For my entire adult life I felt like I live in a liminal space. I feel this liminality from the micro level of my lived day to day existence to the macro level of the global environment. All of my artwork has dealt with trying to figure out my tiny, fleeting reason for being. The work in the series “There is a light that never goes out” is about mortality. More specifically, it is about being in the space where we are aware that everything will end, but that life always continues.
There were several events that brought me to this work. Personally, I am now a father and a son. I have two young children and ageing parents. This makes me feel simultaneously fragile (since I am depended upon) and bonded within the stronger history of my bloodline. The second seemingly unrelated event that led to this work was discovering that the carcasses of whales feed the ocean floor for one hundred years: the same duration as their lives. I decided to create paintings that were about being on this threshold between living and death and back to living again.

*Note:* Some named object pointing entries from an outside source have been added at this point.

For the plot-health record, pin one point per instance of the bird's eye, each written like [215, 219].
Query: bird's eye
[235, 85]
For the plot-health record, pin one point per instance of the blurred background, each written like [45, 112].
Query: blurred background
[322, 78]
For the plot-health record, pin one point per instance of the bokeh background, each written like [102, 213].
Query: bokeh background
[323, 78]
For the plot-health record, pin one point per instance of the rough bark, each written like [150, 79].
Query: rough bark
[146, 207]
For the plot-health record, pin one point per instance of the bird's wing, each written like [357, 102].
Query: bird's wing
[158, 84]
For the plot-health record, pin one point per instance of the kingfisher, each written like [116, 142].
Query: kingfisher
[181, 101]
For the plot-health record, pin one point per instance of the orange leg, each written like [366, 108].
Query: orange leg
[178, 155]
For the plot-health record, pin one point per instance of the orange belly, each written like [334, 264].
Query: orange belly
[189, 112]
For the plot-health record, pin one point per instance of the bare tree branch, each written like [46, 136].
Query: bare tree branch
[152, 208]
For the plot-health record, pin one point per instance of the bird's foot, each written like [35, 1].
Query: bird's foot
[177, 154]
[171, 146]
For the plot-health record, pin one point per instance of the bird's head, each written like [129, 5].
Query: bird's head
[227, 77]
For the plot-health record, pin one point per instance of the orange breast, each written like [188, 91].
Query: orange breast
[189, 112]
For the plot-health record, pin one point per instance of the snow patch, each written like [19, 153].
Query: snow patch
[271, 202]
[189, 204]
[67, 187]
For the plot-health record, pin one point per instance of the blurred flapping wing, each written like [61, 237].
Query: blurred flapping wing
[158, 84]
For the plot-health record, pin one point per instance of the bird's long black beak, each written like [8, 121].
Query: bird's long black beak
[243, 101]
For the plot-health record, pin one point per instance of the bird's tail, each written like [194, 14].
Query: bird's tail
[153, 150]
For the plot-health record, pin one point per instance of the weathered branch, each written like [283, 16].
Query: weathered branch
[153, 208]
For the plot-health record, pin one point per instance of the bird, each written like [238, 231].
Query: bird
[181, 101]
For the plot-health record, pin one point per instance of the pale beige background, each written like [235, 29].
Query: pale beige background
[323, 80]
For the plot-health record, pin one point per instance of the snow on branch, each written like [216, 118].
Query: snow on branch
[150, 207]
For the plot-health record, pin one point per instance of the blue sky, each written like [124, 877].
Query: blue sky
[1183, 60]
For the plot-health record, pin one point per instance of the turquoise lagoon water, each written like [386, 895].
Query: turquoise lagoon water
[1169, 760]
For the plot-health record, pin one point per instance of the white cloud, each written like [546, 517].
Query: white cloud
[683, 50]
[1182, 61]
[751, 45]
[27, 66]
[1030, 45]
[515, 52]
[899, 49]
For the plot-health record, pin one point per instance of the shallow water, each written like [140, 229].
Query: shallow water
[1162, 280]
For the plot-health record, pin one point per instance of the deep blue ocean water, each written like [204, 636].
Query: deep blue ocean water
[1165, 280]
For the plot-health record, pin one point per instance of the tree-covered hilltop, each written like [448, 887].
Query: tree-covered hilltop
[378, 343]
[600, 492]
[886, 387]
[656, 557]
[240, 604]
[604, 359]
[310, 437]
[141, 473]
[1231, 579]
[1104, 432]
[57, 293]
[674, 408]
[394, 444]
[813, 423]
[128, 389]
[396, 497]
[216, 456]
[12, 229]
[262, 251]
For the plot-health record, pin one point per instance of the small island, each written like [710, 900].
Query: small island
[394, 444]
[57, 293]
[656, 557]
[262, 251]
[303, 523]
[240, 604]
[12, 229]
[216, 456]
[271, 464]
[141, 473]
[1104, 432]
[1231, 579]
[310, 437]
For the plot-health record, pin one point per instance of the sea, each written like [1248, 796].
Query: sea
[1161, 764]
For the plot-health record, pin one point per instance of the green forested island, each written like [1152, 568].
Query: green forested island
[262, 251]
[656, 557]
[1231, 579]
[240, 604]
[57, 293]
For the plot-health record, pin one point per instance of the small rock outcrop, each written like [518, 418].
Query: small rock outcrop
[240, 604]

The paintings are purposefully uncanny. The animals might be sleeping or they might be waking. They might be alive or they might be dead. The flowers might be growth or funereal flowers placed upon them. The animals could be metaphors for people, or they might just be animals. My goal is for them to exist in no particular space which allows the viewer to place them wherever they imagine.
I purposely choose animals which I find highly relatable to humans, and animals that hold majestic symbolic authority. Personally, each animal is symbolic of people that I have mourned and will likely mourn, although I doubt this autographical meaning is transferable to the viewer. They are titans humbled by time. Sadly, many of these animals are endangered and even those which aren’t may be soon. The flowers – my artistic offering to these animals – are all based on flowers which would originate from the same geographical location as the animals.
Much of artmaking is an attempt to offer some permanence to life, and I have thought about that while making this work. The creatures in these paintings are consistently in situ. They are representations of life, but are equally merely symbolic. Ultimately and most importantly, I see these paintings as hopeful. The one bond which links every living being together is our fragility, and that is undeniable glorious.